The following example uses ALTER USER to bind the user usr2 to the resource group rg2. rg2 is the resource group created in the example in Create Resource Group.

ALTER USER usr2 RESOURCE GROUP rg2;

After you bind users, the resource consumption of newly created sessions will be controlled by the specified quota (Request Unit, RU). If the system workload is relatively high and there is no spare capacity, the resource consumption rate of usr2 will be strictly controlled not to exceed the quota. Because usr1 is bound by rg1 with BURSTABLE configured, the consumption rate of usr1 is allowed to exceed the quota.

If there are too many requests that result in insufficient resources for the resource group, the client's requests will wait. If the wait time is too long, the requests will report an error.

Bind the current session to a resource group

By binding a session to a resource group, the resource usage of the corresponding session is limited by the specified usage (RU).

The following example binds the current session to the resource group rg1.

SET RESOURCE GROUP rg1;

Bind the current statement to a resource group

By adding the RESOURCE_GROUP(resource_group_name) hint to a SQL statement, you can specify the resource group to which the statement is bound. This hint supports SELECT, INSERT, UPDATE, and DELETE statements.

The following example binds the current statement to the resource group rg1.

SELECT /*+ RESOURCE_GROUP(rg1) */ * FROM t limit 10;

Manage queries that consume more resources than expected (Runaway Queries)

A runaway query is a query that takes excessive time or resources than expected. Starting from TiDB v7.2.0, the resource control feature introduces the management of runaway queries. You can set criteria for a resource group to identify runaway queries and automatically take actions to prevent them from exhausting resources and affecting other queries.

You can manage runaway queries for a resource group by configuring the QUERY_LIMIT field in CREATE RESOURCE GROUP or ALTER RESOURCE GROUP.

QUERY_LIMIT parameters

Supported condition setting:

  • EXEC_ELAPSED: a query is identified as a runaway query when the query execution time exceeds this limit.

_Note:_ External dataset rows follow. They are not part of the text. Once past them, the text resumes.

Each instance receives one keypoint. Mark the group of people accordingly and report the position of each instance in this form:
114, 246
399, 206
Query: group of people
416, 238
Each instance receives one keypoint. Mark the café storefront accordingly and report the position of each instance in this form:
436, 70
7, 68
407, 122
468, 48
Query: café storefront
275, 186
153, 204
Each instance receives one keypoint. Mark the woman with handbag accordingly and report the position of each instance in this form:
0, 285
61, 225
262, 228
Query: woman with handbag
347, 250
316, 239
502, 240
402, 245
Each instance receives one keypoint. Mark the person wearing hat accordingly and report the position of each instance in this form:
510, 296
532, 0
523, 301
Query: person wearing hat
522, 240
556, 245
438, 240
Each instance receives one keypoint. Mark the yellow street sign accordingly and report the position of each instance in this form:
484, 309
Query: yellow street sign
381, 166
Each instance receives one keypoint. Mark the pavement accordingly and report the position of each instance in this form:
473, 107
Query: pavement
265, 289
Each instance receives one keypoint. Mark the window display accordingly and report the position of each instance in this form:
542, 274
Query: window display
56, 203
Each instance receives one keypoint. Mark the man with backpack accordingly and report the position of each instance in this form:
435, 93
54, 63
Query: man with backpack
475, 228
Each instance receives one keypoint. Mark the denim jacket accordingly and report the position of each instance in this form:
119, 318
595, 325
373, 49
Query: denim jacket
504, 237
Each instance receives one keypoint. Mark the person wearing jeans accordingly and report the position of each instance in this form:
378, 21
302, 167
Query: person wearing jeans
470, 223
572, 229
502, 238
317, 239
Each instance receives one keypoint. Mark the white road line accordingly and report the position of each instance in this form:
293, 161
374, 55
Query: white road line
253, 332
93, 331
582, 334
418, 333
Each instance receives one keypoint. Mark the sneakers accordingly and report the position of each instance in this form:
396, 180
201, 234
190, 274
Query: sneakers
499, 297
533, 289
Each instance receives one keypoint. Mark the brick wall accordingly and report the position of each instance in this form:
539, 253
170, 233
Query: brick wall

Supported operations (ACTION):

  • DRYRUN: no action is taken. The records are appended for the runaway queries. This is mainly used to observe whether the condition setting is reasonable.
  • COOLDOWN: the execution priority of the query is lowered to the lowest level. The query continues to execute with the lowest priority and does not occupy resources of other operations.
  • KILL: the identified query is automatically terminated and reports an error Query execution was interrupted, identified as runaway query.

To avoid too many concurrent runaway queries that exhaust system resources before being identified by conditions, the resource control feature introduces a quick identification mechanism. By using the WATCH clause, when a query is identified as a runaway query, the current TiDB instance marks the matching queries as runaway queries immediately in the next period of time (defined by DURATION), and takes the corresponding actions, instead of waiting for them to be identified by conditions. The KILL operation reports an error Quarantined and interrupted because of being in runaway watch list.

There are two methods for WATCH to match for rapid identification:

  • EXACT indicates that only SQL statements with exactly the same SQL text are quickly identified.
  • SIMILAR indicates all SQL statements with the same pattern are matched by Plan Digest, and the literal values are ignored.

The parameters of QUERY_LIMIT are as follows:

ParameterDescriptionNote
EXEC_ELAPSEDWhen the query execution time exceeds this value, it is identified as a runaway queryEXEC_ELAPSED =60s means the query is identified as a runaway query if it takes more than 60 seconds to execute.
ACTIONAction taken when a runaway query is identifiedThe optional values are DRYRUN, COOLDOWN, and KILL.
WATCHQuickly match the identified runaway query. If the same or similar query is encountered again within a certain period of time, the corresponding action is performed immediately.Optional. For example, WATCH=SIMILAR DURATION '60s' and WATCH=EXACT DURATION '1m'.

Examples

  1. Create a resource group rg1 with a quota of 500 RUs per second, and define a runaway query as one that exceeds 60 seconds, and lower the priority of the runaway query.

    CREATE RESOURCE GROUP IF NOT EXISTS rg1 RU_PER_SEC = 500 QUERY_LIMIT=(EXEC_ELAPSED='60s', ACTION=COOLDOWN);
  2. Change the rg1 resource group to terminate the runaway queries, and mark the queries with the same pattern as runaway queries immediately in the next 10 minutes.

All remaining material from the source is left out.